2. If air quality is so important and duct cleaniliness is so uncertain, why not adopt doubling filtering; that is, in addition to the existing main furnace filter, add a filter at each air outlet. I understand replacing so many filters would be a burden, but air outlets can be designed for easy filter replacement. The builders and home design engineers should bear responsibility to provide good and low maintenance homes, rather than prioritizing on fancy or costly featuers for homes.

If the system is sealed air-tight and a really good filtering system is in place then you should NEVER have to clean your ductwork. Most dust people see in their homes (on beds furniture etc....) is broken down insulation that is being blown into the home from the attic (venturi effect) where the duct bucket (box etc...) is not sealed at the sheetrock ceiling. On the return side, ANY leaks in the ductwork will pull hot attic air and dust into the system, clogging up everything.

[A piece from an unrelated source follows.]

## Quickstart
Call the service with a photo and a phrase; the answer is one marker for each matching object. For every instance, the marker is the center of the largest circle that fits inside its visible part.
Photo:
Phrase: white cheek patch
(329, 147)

On the other hand, if a service provider fails to follow proper duct cleaning procedures, duct cleaning can cause indoor air problems. For example, an inadequate vacuum collection system can release more dust, dirt and other contaminants than if you had left the ducts alone. A careless or inadequately trained service provider can damage your ducts or heating and cooling system, possibly increasing your heating and air conditioning costs or forcing you to undertake difficult and costly repairs or replacements.